Chameleon starts with the client’s strategy and proceeds by analysing multiple sources of market data which it uses to re-calibrate its execution strategy in real-time. The algorithm effectively dictates how each order will be executed so that when the markets move, Chameleon moves accordingly, speeding up or slowing down but always remaining in line with strategy. For traders that feel the market has reached a point where it will favour them if they move quickly, a ‘Rapid Fill’ button can temporarily put the algorithm into the more aggressive ‘Viper’ mode, to be switched off when the client chooses.
Indeed, Viper shares many of Chameleon’s functions but is geared to operate in a very tight time schedule (seconds as opposed to minutes). The third algorithm, Iguana, takes the flexibility of Chameleon but additionally allows clients to set a specific time-frame instead of letting the system dictate. “Our initial thought was to make this function an addition to Chameleon but the two algos serve two different needs,” explains Razaq. “We want to make it easier for our clients to understand by making our algos less parameter-heavy.”
Rather than feeding orders into a ‘black box’ and waiting, Razaq says clients are able to control the execution strategies themselves. “We wanted to create a simple interface and also have a feedback loop where information is delivered while the algo is trading; if it sees something happening in the market it will relay that back to the client so they can change, slow down, speed up, pause or even end the execution.”
Bearing in mind that this form of trading is for large values only, in practice, the client will issue instructions to purchase a specific currency, driving the algorithm to slice up that deal, minimising market impact by reaching out across every venue. It will then aim for the best spread at the time. The caveat remains that whilst the system is executing, the user is taking on market risk. But, says Razaq, if the algorithm is good enough to capture a significant price improvement over the risk transfer price (the price attained via voice trading or normal electronic trading) then the user will gain overall on a major single trade.
A post-trade report is generated for the client, giving a real-time view of how the algo performed against various market scenarios. With a detailed breakdown of every execution and trade ticket, the system also provides an auditable record of all trading, especially useful for evidence of compliance with corporate ‘best execution’ policy.

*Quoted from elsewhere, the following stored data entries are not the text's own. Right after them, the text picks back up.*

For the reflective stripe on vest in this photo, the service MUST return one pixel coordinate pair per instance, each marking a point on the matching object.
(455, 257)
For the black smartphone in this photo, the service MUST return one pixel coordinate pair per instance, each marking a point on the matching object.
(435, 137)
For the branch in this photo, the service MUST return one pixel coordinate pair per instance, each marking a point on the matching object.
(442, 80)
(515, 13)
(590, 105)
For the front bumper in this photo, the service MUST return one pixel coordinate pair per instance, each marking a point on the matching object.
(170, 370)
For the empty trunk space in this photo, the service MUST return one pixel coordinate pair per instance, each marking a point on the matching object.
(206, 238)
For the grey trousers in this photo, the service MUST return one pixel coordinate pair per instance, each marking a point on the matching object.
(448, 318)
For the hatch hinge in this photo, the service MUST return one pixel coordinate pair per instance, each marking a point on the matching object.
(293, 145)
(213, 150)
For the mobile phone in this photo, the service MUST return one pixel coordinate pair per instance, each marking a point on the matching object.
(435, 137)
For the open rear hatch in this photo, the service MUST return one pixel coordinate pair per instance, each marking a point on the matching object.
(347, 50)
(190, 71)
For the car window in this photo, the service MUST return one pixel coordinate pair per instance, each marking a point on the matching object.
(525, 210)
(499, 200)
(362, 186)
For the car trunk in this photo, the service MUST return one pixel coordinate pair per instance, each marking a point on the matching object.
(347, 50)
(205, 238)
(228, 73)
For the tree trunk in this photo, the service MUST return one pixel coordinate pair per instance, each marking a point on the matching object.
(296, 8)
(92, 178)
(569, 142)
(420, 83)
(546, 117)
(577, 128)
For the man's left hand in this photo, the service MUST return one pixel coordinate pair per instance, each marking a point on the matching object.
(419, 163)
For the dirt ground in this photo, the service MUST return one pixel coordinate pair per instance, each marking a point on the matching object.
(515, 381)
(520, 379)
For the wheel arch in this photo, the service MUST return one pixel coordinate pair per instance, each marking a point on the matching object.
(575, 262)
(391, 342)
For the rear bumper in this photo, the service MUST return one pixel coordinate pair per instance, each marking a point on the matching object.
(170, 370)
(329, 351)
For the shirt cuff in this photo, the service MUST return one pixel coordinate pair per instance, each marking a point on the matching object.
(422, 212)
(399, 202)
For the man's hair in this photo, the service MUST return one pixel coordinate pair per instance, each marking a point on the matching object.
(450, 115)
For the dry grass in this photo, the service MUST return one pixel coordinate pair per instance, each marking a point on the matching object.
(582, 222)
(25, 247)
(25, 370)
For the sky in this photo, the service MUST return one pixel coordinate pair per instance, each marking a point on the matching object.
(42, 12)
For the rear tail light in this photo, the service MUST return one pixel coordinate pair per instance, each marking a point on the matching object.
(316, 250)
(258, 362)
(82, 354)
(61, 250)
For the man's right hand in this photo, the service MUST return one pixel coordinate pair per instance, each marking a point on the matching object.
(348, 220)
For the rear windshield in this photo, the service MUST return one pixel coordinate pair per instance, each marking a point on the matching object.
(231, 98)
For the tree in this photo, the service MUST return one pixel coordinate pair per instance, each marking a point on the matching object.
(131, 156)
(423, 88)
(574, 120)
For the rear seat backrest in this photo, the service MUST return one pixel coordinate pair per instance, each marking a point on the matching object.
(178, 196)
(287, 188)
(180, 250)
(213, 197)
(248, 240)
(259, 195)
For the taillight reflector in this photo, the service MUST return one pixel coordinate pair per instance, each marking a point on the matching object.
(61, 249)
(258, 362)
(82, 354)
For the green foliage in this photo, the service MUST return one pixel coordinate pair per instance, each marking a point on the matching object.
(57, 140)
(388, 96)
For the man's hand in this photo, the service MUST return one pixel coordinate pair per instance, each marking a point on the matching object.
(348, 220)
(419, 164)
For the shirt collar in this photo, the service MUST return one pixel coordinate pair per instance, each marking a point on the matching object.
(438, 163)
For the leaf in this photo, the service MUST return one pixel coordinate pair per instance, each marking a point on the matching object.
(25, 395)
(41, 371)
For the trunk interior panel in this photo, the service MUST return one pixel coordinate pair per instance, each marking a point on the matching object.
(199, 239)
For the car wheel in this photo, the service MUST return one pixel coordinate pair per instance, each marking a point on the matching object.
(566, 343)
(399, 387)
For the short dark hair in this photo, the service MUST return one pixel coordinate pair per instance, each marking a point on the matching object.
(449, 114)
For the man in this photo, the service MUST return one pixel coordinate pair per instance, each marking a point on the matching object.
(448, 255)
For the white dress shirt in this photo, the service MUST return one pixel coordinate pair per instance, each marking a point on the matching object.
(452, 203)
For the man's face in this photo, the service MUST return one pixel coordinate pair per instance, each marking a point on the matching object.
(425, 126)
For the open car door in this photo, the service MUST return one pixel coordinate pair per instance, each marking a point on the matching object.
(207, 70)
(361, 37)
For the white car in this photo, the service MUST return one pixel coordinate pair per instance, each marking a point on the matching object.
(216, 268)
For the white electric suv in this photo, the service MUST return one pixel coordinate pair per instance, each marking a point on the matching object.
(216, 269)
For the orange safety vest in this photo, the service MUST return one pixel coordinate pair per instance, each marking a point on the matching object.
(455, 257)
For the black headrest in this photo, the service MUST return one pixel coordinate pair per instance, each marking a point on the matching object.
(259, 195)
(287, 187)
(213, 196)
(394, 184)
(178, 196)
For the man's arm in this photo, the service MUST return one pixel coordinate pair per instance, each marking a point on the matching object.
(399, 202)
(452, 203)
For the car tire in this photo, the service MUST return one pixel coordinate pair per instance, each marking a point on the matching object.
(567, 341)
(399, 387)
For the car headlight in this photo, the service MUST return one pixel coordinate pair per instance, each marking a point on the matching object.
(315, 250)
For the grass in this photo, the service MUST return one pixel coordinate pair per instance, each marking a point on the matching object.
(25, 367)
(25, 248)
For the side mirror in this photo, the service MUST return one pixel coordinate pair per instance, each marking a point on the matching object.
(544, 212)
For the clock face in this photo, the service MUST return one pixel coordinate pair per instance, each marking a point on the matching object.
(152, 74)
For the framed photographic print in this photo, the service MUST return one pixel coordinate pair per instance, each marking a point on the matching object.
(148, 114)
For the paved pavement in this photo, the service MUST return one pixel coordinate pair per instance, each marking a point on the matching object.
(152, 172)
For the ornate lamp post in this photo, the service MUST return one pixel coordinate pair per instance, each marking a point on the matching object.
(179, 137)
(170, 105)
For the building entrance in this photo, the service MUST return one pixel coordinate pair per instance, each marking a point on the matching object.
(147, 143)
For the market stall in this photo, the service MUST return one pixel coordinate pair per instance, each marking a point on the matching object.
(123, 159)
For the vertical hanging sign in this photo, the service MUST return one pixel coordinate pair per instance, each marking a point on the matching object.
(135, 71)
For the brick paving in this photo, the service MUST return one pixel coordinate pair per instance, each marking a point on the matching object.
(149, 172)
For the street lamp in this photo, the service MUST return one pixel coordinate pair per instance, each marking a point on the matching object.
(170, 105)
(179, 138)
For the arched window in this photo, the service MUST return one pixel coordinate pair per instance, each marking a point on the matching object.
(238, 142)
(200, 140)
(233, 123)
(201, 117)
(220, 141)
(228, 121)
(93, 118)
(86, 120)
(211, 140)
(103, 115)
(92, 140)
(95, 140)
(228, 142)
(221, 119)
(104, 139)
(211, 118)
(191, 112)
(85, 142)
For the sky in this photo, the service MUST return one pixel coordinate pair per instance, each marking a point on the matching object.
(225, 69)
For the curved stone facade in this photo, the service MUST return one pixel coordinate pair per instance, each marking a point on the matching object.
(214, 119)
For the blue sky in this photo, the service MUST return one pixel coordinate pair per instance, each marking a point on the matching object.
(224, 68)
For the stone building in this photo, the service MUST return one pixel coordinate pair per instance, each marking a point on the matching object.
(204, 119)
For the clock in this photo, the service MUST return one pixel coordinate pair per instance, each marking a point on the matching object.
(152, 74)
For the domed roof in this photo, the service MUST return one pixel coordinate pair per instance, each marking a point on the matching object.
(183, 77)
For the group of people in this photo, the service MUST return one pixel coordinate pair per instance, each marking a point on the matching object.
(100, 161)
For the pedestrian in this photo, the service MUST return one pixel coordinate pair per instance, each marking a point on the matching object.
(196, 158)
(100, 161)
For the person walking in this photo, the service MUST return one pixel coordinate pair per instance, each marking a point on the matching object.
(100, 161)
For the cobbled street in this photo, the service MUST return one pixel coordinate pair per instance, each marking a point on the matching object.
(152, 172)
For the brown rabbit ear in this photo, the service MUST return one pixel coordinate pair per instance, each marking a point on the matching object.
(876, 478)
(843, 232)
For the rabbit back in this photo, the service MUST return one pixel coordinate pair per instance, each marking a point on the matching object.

“We estimate that about 20% of the FX market is now trading via algo products,” says Razaq. “It is a growing space and the biggest growing client sector for adopting this technology is the corporate sector; they are looking for alternate ways to hedge and execute and there are now palatable products that they can use.” Typically corporates will be using an algo for an M&A deal or a dividend payment or anything of significant size. BNP Paribas’ offerings purposefully allow client anonymity (even within the bank) by trading only under the bank’s name. This is important, explains Razaq, because a major corporate suddenly making a large volume of currency transactions could alert the market to an activity (such as an M&A deal) which it may wish to temporarily keep under wraps.
However, he acknowledges that smaller deals, certainly less than a couple of million dollars, will see very little benefit from the algo trade execution process. “Algos only really thrive with large orders; with voice or electronic platform trades the spreads on small orders will be so tight there is no need for the corporates to take on extra market risk. Where you have a large trade or a difficult currency pair, algos are a perfect choice.”